Collection Smuggled Out of Nazi Germany Tells Story of Noted German Jewish Scientist’s
Rise to Prominence and His Family’s Struggle to Survive the Holocaust
The Science History Institute has been awarded a $198,454 grant from the Council on Library
and Information Resources (CLIR) for the project Science and Survival: Digitizing the Papers of
Georg and Max Bredig. The Institute’s project was one of only 16 selected from a pool of 151
applicants for CLIR’s Digitizing Hidden Collections grant program funded by the Andrew W.

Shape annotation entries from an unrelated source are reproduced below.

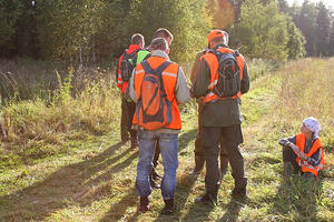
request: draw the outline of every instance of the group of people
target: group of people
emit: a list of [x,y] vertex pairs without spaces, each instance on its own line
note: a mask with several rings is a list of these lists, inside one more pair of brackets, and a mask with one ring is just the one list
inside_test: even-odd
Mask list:
[[[153,188],[160,188],[165,208],[163,214],[174,212],[176,171],[178,168],[178,134],[181,129],[179,104],[196,98],[198,133],[195,140],[195,168],[199,174],[206,163],[205,189],[197,203],[217,203],[218,189],[228,163],[235,181],[232,195],[246,196],[247,178],[239,144],[242,133],[242,94],[249,90],[249,75],[244,57],[228,48],[228,33],[213,30],[207,48],[195,59],[191,88],[188,89],[183,68],[170,61],[173,34],[160,28],[148,48],[136,33],[131,44],[119,58],[117,87],[121,91],[121,141],[130,138],[131,148],[139,147],[136,190],[139,212],[149,210]],[[302,133],[279,141],[285,173],[289,167],[307,175],[317,175],[323,168],[323,149],[318,139],[320,123],[314,118],[304,120]],[[130,135],[130,137],[129,137]],[[305,153],[298,155],[292,145]],[[155,168],[161,154],[164,175],[157,183]],[[219,159],[220,157],[220,164]]]

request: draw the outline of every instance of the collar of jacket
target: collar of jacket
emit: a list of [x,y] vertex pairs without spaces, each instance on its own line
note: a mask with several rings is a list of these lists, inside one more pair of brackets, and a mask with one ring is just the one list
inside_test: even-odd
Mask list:
[[128,48],[128,50],[127,50],[127,53],[130,54],[134,51],[136,51],[137,49],[140,49],[139,44],[130,44],[129,48]]
[[218,46],[216,46],[213,50],[217,50],[218,48],[228,48],[226,44],[218,44]]
[[161,58],[165,58],[169,61],[168,54],[163,50],[155,50],[155,51],[151,52],[151,56],[153,57],[161,57]]

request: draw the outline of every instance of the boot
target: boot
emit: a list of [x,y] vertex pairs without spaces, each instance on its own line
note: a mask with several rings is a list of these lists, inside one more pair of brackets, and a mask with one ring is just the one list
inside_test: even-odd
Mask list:
[[244,178],[244,180],[240,182],[235,182],[235,188],[232,191],[233,198],[245,198],[246,196],[246,186],[247,186],[247,178]]
[[227,172],[227,167],[228,167],[228,158],[225,155],[220,155],[220,174],[222,174],[222,179],[224,178],[224,175]]
[[174,213],[174,199],[169,199],[169,200],[164,200],[165,202],[165,208],[161,211],[161,214],[164,215],[169,215],[171,213]]
[[193,171],[194,174],[199,174],[204,168],[205,158],[204,155],[195,154],[195,169]]
[[215,205],[218,202],[217,195],[212,193],[205,193],[205,195],[199,196],[195,200],[195,203],[205,203]]
[[283,165],[284,165],[284,175],[285,176],[291,176],[291,164],[289,164],[289,162],[284,162]]
[[218,189],[219,189],[219,184],[215,185],[214,189],[207,189],[206,188],[206,193],[204,196],[197,198],[195,200],[195,203],[209,203],[213,205],[216,205],[218,202]]
[[139,208],[138,208],[139,213],[144,213],[144,212],[148,211],[148,209],[149,209],[148,196],[140,196]]
[[137,135],[131,135],[131,150],[138,147]]
[[156,180],[154,180],[153,175],[149,175],[149,184],[153,189],[160,189],[160,184],[157,183]]

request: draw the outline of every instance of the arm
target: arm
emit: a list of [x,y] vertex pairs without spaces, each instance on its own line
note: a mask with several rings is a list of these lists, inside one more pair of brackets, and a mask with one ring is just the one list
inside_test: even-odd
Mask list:
[[195,77],[196,79],[191,88],[193,95],[195,98],[206,95],[209,91],[210,69],[204,59],[200,60],[199,69],[196,71]]
[[137,94],[136,94],[136,91],[135,91],[135,75],[136,75],[136,68],[132,70],[132,74],[131,74],[131,78],[130,78],[129,94],[130,94],[131,100],[134,102],[137,102],[138,98],[137,98]]
[[196,54],[194,64],[193,64],[193,69],[191,69],[191,73],[190,73],[190,81],[194,84],[194,81],[196,79],[196,74],[198,73],[198,69],[199,69],[199,63],[200,63],[200,57],[204,54],[204,52],[199,52]]
[[[244,62],[245,62],[245,60],[244,60]],[[250,84],[249,82],[250,82],[250,81],[249,81],[248,69],[247,69],[247,64],[246,64],[246,62],[245,62],[244,71],[243,71],[242,89],[240,89],[242,94],[248,92],[248,90],[249,90],[249,84]]]
[[190,100],[190,93],[187,85],[187,80],[181,67],[178,69],[177,82],[175,87],[175,95],[178,104],[186,103]]

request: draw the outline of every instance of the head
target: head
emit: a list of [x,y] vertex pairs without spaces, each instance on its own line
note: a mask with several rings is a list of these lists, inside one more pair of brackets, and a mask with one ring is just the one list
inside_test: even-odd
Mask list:
[[228,46],[228,33],[223,30],[215,29],[207,36],[208,48],[213,49],[218,44]]
[[154,33],[154,39],[156,38],[164,38],[166,39],[168,46],[171,44],[171,41],[174,39],[173,34],[170,33],[170,31],[168,31],[167,29],[165,28],[160,28],[158,29],[155,33]]
[[303,120],[301,132],[305,134],[306,139],[311,140],[318,138],[321,129],[318,121],[315,118],[310,117]]
[[151,52],[155,50],[161,50],[161,51],[166,52],[167,54],[169,53],[168,42],[164,38],[156,38],[156,39],[151,40],[151,42],[149,44],[149,49]]
[[136,33],[131,37],[131,44],[138,44],[140,48],[144,48],[145,46],[145,39],[143,34]]

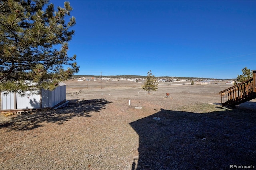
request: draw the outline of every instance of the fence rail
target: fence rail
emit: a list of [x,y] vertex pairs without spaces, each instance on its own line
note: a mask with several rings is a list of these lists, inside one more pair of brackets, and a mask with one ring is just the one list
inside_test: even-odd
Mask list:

Unlike many other archival collections of German Jewish scientists that were seized and
destroyed by the Nazis, Georg Bredig’s papers miraculously survived. This award will be used to
catalogue, translate, digitize, and make publicly accessible nearly 3,000 letters, photographs, and
other documents from this newly rediscovered trove of rare historic material as well as the
related war-time papers of Max Bredig, Georg’s son.
Georg Bredig (1868–1944) was a pioneering scientist in the field of physical chemistry who held
important academic positions until his career was ended by the Nazis in 1933. The pre-1933
materials detail Bredig’s early scientific training and his rise to international prominence during
the golden age of German science. The collection contains extensive correspondence with many
Nobel laureates in chemistry and physics, including Svante Arrhenius, Wilhelm Ostwald, Niels
Bohr, Ernst Rutherford, Fritz Haber, Max Planck, Walther Nernst, and Harold Urey.